Monday is that day of the week that starts off all dainty and fresh and new but then finishes like a whiskey-chugging, chain-smoking old strumpet bag that kicks me in the teeth.
So when I get home at the end of the day all I want is to eat something comforting, delicious and simple, before crawling onto the couch to read vampire books and watch Antiques Roadshow. Usually that means soup. Because frankly soup cooks itself and by that point I have nothing left to give.
Same as every Monday. Except for today a friend told me how she got wicked kicked in the teeth (and in the balls, and oh, in the head - poor thing) and so I promised to make her some soup too, with the added bonus of a very large shaker of martini.

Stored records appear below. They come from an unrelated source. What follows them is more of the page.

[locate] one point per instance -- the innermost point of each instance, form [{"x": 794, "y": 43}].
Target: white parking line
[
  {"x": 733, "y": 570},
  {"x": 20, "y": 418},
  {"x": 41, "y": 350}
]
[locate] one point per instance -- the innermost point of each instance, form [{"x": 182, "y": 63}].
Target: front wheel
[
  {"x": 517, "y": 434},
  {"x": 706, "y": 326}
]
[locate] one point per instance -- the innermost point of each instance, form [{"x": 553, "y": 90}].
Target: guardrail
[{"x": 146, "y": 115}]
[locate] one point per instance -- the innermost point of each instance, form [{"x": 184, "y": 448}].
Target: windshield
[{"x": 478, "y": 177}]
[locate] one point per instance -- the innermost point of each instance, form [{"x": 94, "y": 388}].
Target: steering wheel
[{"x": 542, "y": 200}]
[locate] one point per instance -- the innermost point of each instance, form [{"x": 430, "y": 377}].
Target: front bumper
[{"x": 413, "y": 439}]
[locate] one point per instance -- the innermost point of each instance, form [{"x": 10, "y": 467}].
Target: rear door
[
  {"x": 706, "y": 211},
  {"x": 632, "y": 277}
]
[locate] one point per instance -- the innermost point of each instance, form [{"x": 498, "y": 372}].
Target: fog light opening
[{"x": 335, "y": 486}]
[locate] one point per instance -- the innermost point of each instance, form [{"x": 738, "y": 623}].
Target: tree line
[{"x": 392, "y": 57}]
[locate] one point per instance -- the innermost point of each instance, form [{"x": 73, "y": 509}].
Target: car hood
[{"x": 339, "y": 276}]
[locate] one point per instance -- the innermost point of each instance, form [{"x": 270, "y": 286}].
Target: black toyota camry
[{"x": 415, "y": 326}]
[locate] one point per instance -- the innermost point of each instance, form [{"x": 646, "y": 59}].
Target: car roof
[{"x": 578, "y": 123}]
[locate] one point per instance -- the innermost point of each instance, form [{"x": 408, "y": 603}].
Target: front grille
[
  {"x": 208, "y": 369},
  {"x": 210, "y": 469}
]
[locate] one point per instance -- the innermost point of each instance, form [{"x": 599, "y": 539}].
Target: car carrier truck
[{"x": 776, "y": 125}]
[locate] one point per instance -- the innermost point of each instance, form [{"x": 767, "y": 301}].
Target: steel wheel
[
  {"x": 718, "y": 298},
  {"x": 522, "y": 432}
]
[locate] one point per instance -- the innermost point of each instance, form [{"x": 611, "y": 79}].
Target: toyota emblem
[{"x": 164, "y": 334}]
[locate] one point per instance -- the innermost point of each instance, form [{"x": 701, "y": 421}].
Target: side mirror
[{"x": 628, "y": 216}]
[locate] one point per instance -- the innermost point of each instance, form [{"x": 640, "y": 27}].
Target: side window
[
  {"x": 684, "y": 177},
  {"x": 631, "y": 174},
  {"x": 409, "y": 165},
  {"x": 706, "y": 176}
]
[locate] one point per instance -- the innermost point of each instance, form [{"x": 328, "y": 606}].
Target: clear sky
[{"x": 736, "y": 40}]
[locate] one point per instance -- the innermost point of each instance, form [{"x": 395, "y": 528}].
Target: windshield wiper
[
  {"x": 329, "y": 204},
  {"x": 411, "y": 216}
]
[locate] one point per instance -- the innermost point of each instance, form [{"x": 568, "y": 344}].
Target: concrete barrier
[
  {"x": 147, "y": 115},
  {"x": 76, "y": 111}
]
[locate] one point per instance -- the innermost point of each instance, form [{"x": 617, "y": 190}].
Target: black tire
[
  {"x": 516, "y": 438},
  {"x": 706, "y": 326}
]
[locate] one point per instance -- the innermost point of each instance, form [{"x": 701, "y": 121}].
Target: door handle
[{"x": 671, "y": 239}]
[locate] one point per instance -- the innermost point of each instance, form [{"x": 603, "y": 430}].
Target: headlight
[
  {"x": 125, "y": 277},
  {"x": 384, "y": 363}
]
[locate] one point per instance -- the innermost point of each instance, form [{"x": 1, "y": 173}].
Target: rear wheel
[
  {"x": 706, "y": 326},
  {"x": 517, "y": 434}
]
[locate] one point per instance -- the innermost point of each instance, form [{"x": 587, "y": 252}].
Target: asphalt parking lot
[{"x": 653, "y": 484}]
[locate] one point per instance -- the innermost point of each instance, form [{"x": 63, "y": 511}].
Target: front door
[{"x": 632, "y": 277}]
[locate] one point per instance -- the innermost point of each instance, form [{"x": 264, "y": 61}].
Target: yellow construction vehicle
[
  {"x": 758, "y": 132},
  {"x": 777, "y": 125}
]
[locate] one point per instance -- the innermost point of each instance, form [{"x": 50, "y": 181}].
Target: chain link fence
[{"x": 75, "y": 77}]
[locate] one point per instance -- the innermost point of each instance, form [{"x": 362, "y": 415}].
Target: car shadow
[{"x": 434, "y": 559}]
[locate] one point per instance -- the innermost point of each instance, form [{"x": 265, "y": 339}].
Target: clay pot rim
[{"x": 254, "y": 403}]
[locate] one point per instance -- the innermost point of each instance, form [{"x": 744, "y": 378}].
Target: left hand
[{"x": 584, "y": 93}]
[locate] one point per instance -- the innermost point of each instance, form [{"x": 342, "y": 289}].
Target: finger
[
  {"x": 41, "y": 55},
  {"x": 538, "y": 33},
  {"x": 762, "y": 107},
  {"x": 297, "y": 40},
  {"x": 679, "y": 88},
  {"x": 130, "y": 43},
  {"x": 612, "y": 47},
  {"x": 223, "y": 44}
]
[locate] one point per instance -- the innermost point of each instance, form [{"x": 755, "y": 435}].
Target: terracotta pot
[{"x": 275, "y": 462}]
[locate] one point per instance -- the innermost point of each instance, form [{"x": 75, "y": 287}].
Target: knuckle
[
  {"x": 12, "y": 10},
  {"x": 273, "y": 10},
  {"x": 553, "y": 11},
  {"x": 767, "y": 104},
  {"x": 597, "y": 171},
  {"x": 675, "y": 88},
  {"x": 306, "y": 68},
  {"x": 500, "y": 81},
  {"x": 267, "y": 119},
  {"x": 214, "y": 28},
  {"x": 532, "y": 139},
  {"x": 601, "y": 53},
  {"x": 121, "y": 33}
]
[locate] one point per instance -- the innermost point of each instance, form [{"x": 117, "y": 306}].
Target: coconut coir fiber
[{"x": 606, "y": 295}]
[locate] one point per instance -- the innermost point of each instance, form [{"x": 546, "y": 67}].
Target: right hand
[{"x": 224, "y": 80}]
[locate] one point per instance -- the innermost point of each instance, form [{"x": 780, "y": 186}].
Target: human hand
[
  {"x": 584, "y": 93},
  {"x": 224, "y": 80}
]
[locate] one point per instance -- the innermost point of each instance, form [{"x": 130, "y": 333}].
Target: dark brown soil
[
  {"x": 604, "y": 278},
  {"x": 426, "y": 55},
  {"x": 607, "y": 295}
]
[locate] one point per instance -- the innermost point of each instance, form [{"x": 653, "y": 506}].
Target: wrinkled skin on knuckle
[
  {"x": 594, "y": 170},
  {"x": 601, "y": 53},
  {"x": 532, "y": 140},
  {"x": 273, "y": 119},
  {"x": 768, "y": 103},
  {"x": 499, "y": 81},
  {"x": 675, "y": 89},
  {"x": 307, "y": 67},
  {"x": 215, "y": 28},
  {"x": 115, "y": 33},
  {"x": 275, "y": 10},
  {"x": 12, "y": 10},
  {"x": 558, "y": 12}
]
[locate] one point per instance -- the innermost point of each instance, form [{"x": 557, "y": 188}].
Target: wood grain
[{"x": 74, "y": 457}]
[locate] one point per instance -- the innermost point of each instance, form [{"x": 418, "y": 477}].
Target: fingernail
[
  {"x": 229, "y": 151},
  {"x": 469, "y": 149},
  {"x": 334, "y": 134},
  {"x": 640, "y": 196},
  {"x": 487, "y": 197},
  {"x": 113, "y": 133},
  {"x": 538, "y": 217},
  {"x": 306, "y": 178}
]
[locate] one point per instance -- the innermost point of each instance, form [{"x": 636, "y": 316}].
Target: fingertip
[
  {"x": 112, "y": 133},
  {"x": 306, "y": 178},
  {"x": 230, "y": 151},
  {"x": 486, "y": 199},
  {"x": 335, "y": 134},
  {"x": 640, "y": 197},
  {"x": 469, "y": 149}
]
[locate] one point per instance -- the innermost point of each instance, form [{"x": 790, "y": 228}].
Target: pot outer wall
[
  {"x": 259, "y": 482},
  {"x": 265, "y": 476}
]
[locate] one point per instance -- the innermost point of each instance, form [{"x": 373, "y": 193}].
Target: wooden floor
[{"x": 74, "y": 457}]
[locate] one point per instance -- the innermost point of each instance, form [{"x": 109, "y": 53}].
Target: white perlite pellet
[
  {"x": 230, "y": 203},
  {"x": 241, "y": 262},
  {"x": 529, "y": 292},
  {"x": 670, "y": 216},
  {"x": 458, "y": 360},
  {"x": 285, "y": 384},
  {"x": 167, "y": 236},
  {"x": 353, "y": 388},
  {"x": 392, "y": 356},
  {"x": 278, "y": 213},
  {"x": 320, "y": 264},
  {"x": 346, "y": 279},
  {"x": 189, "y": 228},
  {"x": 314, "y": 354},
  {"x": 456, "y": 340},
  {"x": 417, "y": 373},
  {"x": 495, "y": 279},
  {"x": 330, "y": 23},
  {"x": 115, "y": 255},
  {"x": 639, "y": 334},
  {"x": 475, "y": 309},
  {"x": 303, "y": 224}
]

So to dear Ole Whatserface, this is the soup I will make you to go with that big drink shaker.
For the rest of you who also need Monday Night Recovery Soup, here is the recipe:
Monday Night Recovery Soup
I happened to have an old chicken carcass in the fridge, so in a large pot I sauteed a sliced onion, three chopped scallions and a clove of garlic until light gold. Then I added the carcass and sauteed that for a bit.
Then I added about 8 cups or so of water and a big pinch of salt and let it simmer for about 45 minutes. Then I strained it, and rinsed out the pot. You could just eliminate this step and use vegetable broth, or chicken broth, or stock. Just not those bouillon cubes. Those you have to throw straight away into the garbage please.
Ok so back to the rinsed out pot. In a little olive oil I sauteed another sliced onion, about 8 whole cloves of garlic, and a box of white mushrooms that I sliced up.
After the onions cooked for a bit and the garlic cloves bronzed and the mushrooms absorbed and then released their earthy liquid, I threw in what I think was some sort of Asian spinach but a handful of plain old spinach would work - or some lettuce leaves maybe, whatever you have on hand is fine, and another few chopped stalks of scallions. This soup is a great way to use up that withery looking bunch of scallions stuck in the back of veg bin. Let the leaves wilt, then pour back in the strained stock.
I then added a stub of grated ginger and a handful of chopped fresh cilantro.
This cooked for a little longer, maybe twenty minutes. Then I served it to myself, in a big soup bowl, over a large scoop of cooked rice and a splash of toasted sesame oil. And a few splurts of Maggi - because I am an addict.
Fricking the most delicious soup for a tooth-kicked kind of a day.